Martha White, civil rights pioneer who sparked the Baton Rouge Bus Boycott, remembered for her bravery

Martha White, civil rights pioneer who sparked the Baton Rouge Bus Boycott, remembered for her bravery.
Published: Jan. 16, 2023 at 10:55 PM CST
Email This Link
Share on Pinterest
Share on LinkedIn

BATON ROUGE, La. (WAFB) - As people around the country spent the day reflecting on the legacy of Dr. Martin Luther King, Jr, some people in Baton Rouge took the time to remember one woman whose actions may have changed his life.

“It changed what things looked like for Black folks in the south,” Eugene Collins, President of the NAACP Baton Rouge Branch said.

In 1953, a 23-year-old Black woman named Martha White refused to vacate a seat on a Baton Rouge bus reserved only for white passengers. A second Black woman sat down next to White and urged the other riders to stick together and remain on the bus.

“History tells us that Black people actually heckled her into getting up. There was another Black woman who we don’t know that actually sat down next to Martha White, in support of Martha White, so that she could keep sitting among her fight,” Collins said.

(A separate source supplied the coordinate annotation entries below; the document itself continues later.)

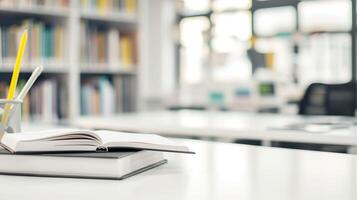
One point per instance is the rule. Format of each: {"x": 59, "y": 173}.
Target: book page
{"x": 63, "y": 134}
{"x": 113, "y": 140}
{"x": 111, "y": 137}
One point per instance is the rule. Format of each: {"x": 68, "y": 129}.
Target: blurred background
{"x": 105, "y": 57}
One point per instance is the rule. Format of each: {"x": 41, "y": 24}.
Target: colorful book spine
{"x": 105, "y": 97}
{"x": 45, "y": 45}
{"x": 106, "y": 47}
{"x": 105, "y": 6}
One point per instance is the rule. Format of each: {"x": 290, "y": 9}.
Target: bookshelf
{"x": 66, "y": 74}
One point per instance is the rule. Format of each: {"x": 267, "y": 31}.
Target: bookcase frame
{"x": 71, "y": 69}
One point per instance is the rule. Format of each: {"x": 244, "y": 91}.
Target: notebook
{"x": 107, "y": 165}
{"x": 74, "y": 140}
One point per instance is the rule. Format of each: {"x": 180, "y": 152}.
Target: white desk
{"x": 217, "y": 171}
{"x": 228, "y": 125}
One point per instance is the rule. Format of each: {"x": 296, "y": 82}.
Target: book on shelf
{"x": 45, "y": 42}
{"x": 106, "y": 47}
{"x": 105, "y": 6}
{"x": 100, "y": 96}
{"x": 77, "y": 140}
{"x": 35, "y": 3}
{"x": 112, "y": 165}
{"x": 45, "y": 101}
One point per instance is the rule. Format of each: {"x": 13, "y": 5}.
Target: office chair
{"x": 329, "y": 99}
{"x": 325, "y": 99}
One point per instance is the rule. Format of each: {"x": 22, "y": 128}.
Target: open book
{"x": 73, "y": 140}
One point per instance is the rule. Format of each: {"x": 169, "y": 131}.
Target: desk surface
{"x": 216, "y": 171}
{"x": 229, "y": 125}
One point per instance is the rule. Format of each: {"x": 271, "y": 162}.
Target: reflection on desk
{"x": 217, "y": 171}
{"x": 226, "y": 125}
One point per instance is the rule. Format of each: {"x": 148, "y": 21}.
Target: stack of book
{"x": 34, "y": 3}
{"x": 103, "y": 47}
{"x": 105, "y": 6}
{"x": 45, "y": 43}
{"x": 83, "y": 153}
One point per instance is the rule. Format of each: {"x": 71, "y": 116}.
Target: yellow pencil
{"x": 14, "y": 78}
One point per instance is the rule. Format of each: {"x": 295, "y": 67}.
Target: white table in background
{"x": 226, "y": 125}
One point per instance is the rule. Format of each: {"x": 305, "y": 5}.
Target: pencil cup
{"x": 10, "y": 116}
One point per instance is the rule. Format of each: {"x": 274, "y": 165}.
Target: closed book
{"x": 112, "y": 165}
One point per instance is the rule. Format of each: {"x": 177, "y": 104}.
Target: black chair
{"x": 329, "y": 99}
{"x": 325, "y": 99}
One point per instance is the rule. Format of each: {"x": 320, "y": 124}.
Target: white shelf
{"x": 27, "y": 68}
{"x": 36, "y": 10}
{"x": 105, "y": 69}
{"x": 118, "y": 18}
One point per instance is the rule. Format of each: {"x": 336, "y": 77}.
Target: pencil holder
{"x": 10, "y": 116}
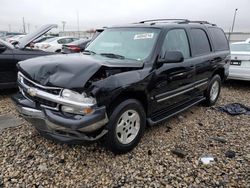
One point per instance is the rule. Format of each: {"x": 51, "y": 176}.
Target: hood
{"x": 70, "y": 71}
{"x": 23, "y": 42}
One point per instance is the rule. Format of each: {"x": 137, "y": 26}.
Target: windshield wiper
{"x": 111, "y": 55}
{"x": 89, "y": 52}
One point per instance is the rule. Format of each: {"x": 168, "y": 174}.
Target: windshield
{"x": 240, "y": 47}
{"x": 130, "y": 43}
{"x": 50, "y": 39}
{"x": 6, "y": 44}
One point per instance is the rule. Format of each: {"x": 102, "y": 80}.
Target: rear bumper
{"x": 63, "y": 127}
{"x": 239, "y": 73}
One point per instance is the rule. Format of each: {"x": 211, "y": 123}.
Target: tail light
{"x": 74, "y": 48}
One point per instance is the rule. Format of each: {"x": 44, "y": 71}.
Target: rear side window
{"x": 200, "y": 41}
{"x": 219, "y": 39}
{"x": 176, "y": 40}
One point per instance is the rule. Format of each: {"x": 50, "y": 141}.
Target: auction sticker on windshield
{"x": 144, "y": 36}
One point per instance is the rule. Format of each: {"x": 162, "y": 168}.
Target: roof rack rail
{"x": 200, "y": 22}
{"x": 160, "y": 20}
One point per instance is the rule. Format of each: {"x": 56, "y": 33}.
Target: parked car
{"x": 6, "y": 34}
{"x": 129, "y": 76}
{"x": 10, "y": 55}
{"x": 75, "y": 47}
{"x": 14, "y": 39}
{"x": 43, "y": 38}
{"x": 54, "y": 44}
{"x": 79, "y": 45}
{"x": 240, "y": 61}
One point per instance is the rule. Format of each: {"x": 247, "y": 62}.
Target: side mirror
{"x": 172, "y": 57}
{"x": 2, "y": 48}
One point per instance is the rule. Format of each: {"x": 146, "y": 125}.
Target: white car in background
{"x": 14, "y": 39}
{"x": 240, "y": 61}
{"x": 54, "y": 44}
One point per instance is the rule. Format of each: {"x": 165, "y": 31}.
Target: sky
{"x": 99, "y": 13}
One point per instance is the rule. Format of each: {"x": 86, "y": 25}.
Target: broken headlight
{"x": 77, "y": 97}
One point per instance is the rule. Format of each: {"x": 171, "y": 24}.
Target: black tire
{"x": 111, "y": 138}
{"x": 210, "y": 101}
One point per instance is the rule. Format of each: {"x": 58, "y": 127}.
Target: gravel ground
{"x": 28, "y": 160}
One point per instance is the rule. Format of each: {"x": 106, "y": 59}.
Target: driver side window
{"x": 176, "y": 40}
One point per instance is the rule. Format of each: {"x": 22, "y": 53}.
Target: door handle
{"x": 215, "y": 60}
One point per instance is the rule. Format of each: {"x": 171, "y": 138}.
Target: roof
{"x": 163, "y": 23}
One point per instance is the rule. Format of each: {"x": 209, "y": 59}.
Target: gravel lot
{"x": 28, "y": 160}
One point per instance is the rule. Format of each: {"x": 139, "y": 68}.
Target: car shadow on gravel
{"x": 237, "y": 84}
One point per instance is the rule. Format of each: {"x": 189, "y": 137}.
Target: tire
{"x": 119, "y": 138}
{"x": 213, "y": 91}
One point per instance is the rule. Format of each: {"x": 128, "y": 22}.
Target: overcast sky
{"x": 98, "y": 13}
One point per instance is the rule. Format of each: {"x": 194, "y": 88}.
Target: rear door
{"x": 174, "y": 81}
{"x": 7, "y": 67}
{"x": 203, "y": 57}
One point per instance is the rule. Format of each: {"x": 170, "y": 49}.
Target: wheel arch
{"x": 138, "y": 95}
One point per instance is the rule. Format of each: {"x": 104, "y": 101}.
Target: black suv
{"x": 129, "y": 76}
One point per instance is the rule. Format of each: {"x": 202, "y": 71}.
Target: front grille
{"x": 39, "y": 101}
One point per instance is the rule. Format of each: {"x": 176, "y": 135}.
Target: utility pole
{"x": 24, "y": 28}
{"x": 28, "y": 28}
{"x": 78, "y": 30}
{"x": 64, "y": 23}
{"x": 235, "y": 12}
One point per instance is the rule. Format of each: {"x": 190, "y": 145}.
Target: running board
{"x": 151, "y": 122}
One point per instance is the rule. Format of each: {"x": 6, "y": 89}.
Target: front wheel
{"x": 213, "y": 91}
{"x": 126, "y": 126}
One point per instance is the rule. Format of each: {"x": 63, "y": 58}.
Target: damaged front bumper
{"x": 67, "y": 128}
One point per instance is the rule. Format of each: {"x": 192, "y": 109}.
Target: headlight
{"x": 77, "y": 97}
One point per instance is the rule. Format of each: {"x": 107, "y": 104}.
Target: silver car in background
{"x": 240, "y": 61}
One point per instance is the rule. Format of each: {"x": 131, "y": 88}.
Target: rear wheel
{"x": 213, "y": 91}
{"x": 126, "y": 126}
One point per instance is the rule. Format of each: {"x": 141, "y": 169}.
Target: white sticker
{"x": 144, "y": 36}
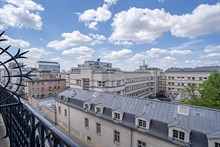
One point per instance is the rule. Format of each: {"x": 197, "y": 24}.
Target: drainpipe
{"x": 69, "y": 116}
{"x": 131, "y": 137}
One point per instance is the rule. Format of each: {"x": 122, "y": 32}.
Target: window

What happened next sparked a movement.

“She used to tell me the story all the time, she would say, ‘baby, I was just tired one day coming from work, all the seats in the back were filled, and I just decided to sit down in the front,’” Byron Sharper, a family member said.

Her refusal to give up her seat played an instrumental role in launching the 1953 Baton Rouge Bus Boycott.

The boycott only lasted for about a week, but the word of White’s bold action started to spread and caught the attention of Dr. King.

“Most people disagreed with how quick it ended. Most people kept walking. Most people protested Rev. Jemison, as well as the NAACP because they wanted the boycott to last longer. So here locally, there was always mixed feelings about the Baton Rouge Bus Boycott, but the model in itself was absolute perfection,” Collins said.

Dr. King met with the leaders from Baton Rouge and used their blueprint to start the Montgomery Bus Boycott.

White’s family feels what she did for the movement is often forgotten and lost in history.

”I think we need to find a way to write her name in the history books and give her credit because it’s due,” Sharper said.

“If she was a man, I feel like she would have already had a statue built downtown,” Collins said.

The family says they would like to see city leaders rename the CATS bus stop on Florida Blvd. in her honor. They would also like to move the bus from the Baton Rouge African American Museum to that same bus stop.